Academy Award-winner and famed documentarian, Ken Burns, creator of The Civil War, Baseball, Jazz, The National Parks and most recently, The Central Park Five, is partnering withTauck this June to offer baseball’s ultimate insider’s event in the village of Cooperstown, New York.
Burns’ PBS documentaries, “Baseball” and its sequel, “The Tenth Inning” are the foundation for the four-day immersion from June 27-30, 2012 — a unique trip to celebrate America’s most beloved sport. The highlight is a private evening touring the National Baseball Hall of Fame. Guests will meet Ken Burns, a gracious, charming and brilliant personality, at a cocktail reception and after his talk.

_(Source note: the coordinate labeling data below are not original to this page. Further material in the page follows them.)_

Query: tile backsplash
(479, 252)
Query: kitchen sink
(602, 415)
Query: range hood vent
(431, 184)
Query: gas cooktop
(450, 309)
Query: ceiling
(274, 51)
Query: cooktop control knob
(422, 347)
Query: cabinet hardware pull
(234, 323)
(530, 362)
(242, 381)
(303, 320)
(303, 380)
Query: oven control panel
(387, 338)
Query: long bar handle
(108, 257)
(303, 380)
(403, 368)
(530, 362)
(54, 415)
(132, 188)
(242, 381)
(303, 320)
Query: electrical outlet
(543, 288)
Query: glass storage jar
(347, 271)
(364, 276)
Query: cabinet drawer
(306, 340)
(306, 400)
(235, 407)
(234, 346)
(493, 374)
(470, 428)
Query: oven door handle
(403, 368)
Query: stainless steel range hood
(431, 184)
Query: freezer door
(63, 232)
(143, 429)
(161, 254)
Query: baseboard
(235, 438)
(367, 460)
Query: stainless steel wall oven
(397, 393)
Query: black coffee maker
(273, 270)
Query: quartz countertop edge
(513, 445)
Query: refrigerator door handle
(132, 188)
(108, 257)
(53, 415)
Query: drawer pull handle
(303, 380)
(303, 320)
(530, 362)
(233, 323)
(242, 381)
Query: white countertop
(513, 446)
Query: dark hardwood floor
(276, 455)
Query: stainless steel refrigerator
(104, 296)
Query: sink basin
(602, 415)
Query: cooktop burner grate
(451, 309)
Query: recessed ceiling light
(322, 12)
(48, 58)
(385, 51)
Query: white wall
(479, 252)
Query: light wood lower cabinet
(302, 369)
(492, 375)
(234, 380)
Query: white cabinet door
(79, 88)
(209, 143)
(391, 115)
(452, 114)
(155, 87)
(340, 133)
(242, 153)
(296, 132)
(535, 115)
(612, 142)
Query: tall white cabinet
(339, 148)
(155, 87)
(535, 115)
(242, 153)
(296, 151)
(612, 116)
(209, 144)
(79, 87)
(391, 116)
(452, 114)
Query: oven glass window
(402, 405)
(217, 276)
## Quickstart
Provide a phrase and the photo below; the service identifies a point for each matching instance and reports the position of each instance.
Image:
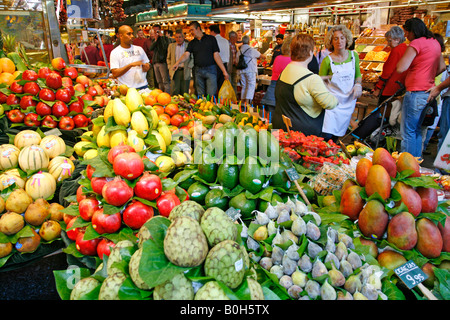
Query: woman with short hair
(300, 94)
(342, 75)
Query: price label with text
(410, 274)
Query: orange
(6, 78)
(6, 65)
(165, 117)
(155, 92)
(164, 98)
(159, 109)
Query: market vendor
(301, 95)
(129, 63)
(342, 75)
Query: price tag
(292, 174)
(410, 274)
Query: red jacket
(389, 71)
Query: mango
(445, 233)
(410, 198)
(382, 157)
(429, 239)
(362, 170)
(401, 231)
(373, 219)
(351, 202)
(378, 180)
(406, 161)
(429, 199)
(390, 259)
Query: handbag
(431, 112)
(241, 63)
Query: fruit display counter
(162, 197)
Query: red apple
(27, 101)
(16, 87)
(43, 72)
(66, 123)
(12, 99)
(60, 109)
(80, 120)
(86, 247)
(31, 88)
(31, 120)
(47, 95)
(71, 72)
(49, 122)
(76, 106)
(58, 63)
(63, 95)
(79, 87)
(106, 223)
(15, 116)
(53, 81)
(87, 207)
(29, 75)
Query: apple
(71, 72)
(43, 109)
(58, 63)
(63, 95)
(43, 72)
(12, 99)
(60, 109)
(53, 81)
(31, 120)
(15, 116)
(79, 87)
(92, 91)
(29, 75)
(31, 88)
(66, 123)
(106, 223)
(66, 81)
(27, 101)
(87, 207)
(47, 95)
(83, 80)
(16, 87)
(76, 106)
(49, 122)
(80, 120)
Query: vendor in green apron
(300, 94)
(342, 75)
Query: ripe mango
(373, 219)
(445, 233)
(351, 202)
(429, 238)
(410, 198)
(382, 157)
(378, 180)
(401, 231)
(429, 199)
(362, 170)
(406, 161)
(391, 259)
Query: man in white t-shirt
(129, 63)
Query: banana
(165, 132)
(139, 123)
(161, 142)
(121, 114)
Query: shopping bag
(442, 160)
(227, 92)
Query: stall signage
(79, 9)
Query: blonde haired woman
(342, 75)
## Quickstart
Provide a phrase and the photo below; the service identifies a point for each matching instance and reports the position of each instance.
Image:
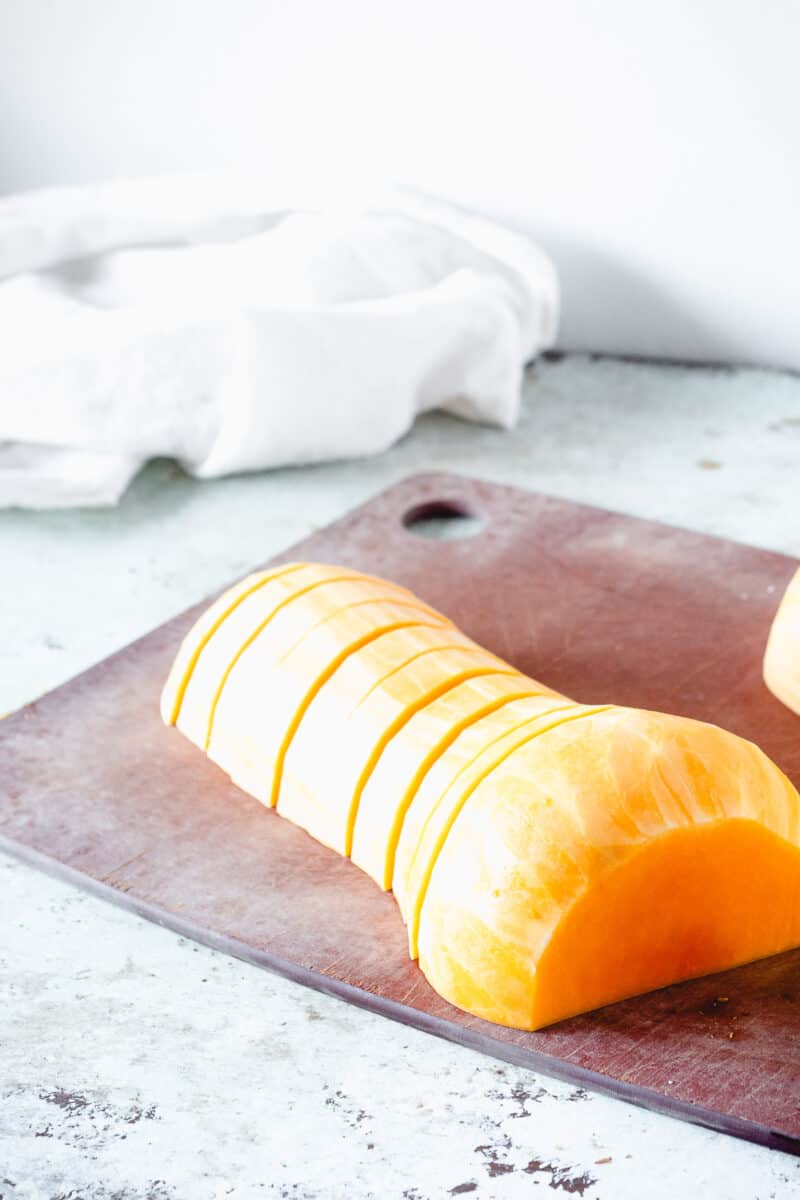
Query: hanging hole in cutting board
(443, 520)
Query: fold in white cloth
(235, 325)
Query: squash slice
(253, 726)
(782, 657)
(409, 756)
(278, 613)
(371, 696)
(476, 739)
(607, 857)
(547, 857)
(204, 628)
(441, 817)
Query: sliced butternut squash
(444, 773)
(350, 720)
(204, 628)
(782, 657)
(252, 726)
(547, 857)
(609, 856)
(441, 817)
(288, 605)
(408, 757)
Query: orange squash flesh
(252, 729)
(547, 857)
(593, 843)
(443, 816)
(335, 748)
(782, 657)
(408, 757)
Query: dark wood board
(601, 606)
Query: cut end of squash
(692, 903)
(782, 655)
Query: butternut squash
(782, 657)
(547, 857)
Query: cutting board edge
(447, 1031)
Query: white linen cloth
(234, 325)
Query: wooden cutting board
(602, 607)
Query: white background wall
(653, 147)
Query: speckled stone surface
(136, 1065)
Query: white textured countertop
(137, 1066)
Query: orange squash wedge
(611, 856)
(547, 857)
(782, 657)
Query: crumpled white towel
(234, 325)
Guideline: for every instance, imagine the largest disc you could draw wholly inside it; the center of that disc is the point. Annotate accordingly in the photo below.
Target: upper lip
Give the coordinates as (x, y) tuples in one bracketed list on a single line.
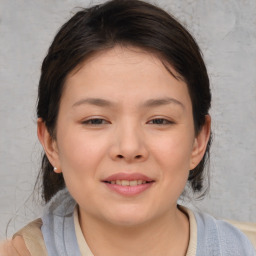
[(128, 176)]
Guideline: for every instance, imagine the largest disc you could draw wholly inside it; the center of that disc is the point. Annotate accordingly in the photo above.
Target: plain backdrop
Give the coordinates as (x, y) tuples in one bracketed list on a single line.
[(226, 33)]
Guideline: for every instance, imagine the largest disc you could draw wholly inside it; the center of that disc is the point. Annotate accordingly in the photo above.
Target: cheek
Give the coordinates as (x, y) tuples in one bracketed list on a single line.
[(79, 154)]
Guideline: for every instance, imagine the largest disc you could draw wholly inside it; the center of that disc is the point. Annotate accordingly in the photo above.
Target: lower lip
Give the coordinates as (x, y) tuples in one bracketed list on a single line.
[(129, 190)]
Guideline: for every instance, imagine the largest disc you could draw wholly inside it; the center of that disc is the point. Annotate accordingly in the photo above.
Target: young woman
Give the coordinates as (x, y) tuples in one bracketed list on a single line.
[(123, 117)]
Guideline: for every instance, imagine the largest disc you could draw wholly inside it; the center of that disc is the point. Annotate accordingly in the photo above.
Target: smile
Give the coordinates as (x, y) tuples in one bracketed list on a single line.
[(128, 182)]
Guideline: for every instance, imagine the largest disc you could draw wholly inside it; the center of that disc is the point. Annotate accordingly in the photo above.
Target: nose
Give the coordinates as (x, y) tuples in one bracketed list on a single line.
[(129, 145)]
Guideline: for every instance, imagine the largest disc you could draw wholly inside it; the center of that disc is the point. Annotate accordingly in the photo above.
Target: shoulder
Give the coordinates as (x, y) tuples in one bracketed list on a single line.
[(221, 238), (26, 242), (14, 247)]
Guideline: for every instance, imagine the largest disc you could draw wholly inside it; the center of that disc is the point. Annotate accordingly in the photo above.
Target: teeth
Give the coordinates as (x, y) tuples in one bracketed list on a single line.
[(133, 183), (125, 183), (128, 183)]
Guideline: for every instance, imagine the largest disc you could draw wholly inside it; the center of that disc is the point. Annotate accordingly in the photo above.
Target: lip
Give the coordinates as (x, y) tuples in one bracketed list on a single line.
[(128, 176), (128, 190)]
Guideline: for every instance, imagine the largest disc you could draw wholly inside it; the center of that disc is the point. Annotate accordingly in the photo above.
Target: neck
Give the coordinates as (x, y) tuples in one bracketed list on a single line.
[(166, 235)]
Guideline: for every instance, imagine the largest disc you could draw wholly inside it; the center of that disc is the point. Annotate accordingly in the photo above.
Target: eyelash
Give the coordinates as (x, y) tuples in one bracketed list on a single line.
[(95, 121), (163, 121), (101, 121)]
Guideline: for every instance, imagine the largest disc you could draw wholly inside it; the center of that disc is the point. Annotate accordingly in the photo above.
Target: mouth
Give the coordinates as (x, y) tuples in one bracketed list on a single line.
[(131, 183), (128, 184)]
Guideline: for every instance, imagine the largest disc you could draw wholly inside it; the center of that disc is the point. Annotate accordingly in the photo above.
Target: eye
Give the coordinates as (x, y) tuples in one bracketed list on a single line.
[(160, 121), (95, 121)]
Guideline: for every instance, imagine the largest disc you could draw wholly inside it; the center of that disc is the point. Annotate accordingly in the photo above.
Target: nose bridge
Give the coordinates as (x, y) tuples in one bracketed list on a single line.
[(129, 143)]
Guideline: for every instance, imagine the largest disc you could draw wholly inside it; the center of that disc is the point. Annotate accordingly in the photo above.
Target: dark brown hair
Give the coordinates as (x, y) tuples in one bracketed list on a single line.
[(127, 23)]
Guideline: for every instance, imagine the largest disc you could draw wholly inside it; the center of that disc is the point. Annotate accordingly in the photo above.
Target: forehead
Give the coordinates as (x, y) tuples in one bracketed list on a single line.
[(123, 73)]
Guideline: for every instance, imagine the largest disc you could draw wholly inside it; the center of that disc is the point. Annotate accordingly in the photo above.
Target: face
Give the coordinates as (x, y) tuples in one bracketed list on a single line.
[(125, 137)]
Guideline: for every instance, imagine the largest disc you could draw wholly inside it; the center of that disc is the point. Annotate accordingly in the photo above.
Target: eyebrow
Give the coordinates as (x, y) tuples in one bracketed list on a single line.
[(149, 103), (93, 101), (162, 101)]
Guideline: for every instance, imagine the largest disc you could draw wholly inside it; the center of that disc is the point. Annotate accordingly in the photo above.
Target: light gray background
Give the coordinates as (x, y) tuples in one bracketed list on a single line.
[(226, 33)]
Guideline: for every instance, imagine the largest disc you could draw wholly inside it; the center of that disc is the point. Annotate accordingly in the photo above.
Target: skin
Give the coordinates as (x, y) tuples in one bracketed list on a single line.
[(145, 125)]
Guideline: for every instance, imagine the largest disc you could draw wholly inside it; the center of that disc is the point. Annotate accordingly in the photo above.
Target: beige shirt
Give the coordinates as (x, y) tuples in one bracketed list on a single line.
[(85, 250)]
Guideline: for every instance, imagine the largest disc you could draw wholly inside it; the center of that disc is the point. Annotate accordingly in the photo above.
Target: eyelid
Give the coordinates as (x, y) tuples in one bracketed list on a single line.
[(166, 121), (94, 118)]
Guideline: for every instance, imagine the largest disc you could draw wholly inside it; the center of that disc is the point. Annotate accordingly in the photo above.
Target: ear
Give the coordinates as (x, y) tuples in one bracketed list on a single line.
[(200, 143), (49, 144)]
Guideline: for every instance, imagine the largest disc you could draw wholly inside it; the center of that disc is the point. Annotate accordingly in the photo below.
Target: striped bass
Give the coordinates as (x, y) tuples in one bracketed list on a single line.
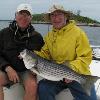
[(53, 71)]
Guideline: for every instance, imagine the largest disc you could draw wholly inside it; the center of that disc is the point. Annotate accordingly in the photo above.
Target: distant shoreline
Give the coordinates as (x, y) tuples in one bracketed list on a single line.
[(79, 24)]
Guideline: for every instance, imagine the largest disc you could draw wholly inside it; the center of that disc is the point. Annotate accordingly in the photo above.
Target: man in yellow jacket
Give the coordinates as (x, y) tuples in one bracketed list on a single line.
[(65, 44)]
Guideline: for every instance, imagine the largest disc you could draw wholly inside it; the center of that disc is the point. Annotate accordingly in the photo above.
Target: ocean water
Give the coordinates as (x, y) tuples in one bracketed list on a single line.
[(93, 34)]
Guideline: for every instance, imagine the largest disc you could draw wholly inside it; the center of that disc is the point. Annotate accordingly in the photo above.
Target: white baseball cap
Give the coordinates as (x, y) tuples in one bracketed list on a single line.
[(26, 7), (57, 8)]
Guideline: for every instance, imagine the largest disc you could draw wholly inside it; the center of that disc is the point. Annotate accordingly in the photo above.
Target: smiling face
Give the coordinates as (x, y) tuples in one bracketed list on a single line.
[(58, 19), (23, 19)]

“So many of the things that have shaped America are also reflected in baseball, from race relations to women’s rights to multiculturalism,” Burns has stated. “And baseball reveals the best and the worst in us while ultimately celebrating the human spirit. Baseball is about greed and scandal, but it’s also about teamwork and poise under pressure. It’s about sorrow and disappointment, but it’s also about perennial optimism and hard-won triumph. Baseball is truly a mirror in which we can all see pieces of ourselves and our own experiences reflected.”
Perks of the event include: meeting former Major League players and enjoying talks by baseball experts such as historian and author Daniel Okrent, creator of “fantasy baseball” (prominently featured in both of Burns’ baseball films.) Another perk? Getting to meet baseball Hall of Famer Phil Niekro, nicknamed “Knucksie” for his killer knuckleball. Meet outfielder Doug Glanville, Tom Heitz former Hall of Fame Librarian; and a former member of the All-American Girls Professional Baseball League.
An authentic 19th century “Town Ball” game will be played on the grounds of the Fenimore Art Museum and of course there will be a visit to Cooperstown’s elegantly manicured Doubleday Field with a chance to take a few swings in the batting cages.
Tauck CEO Dan Mahar says, “Ken’s broader perspectives on America, gained through all of his films, allow him to view the sport within the larger context of American culture and history.”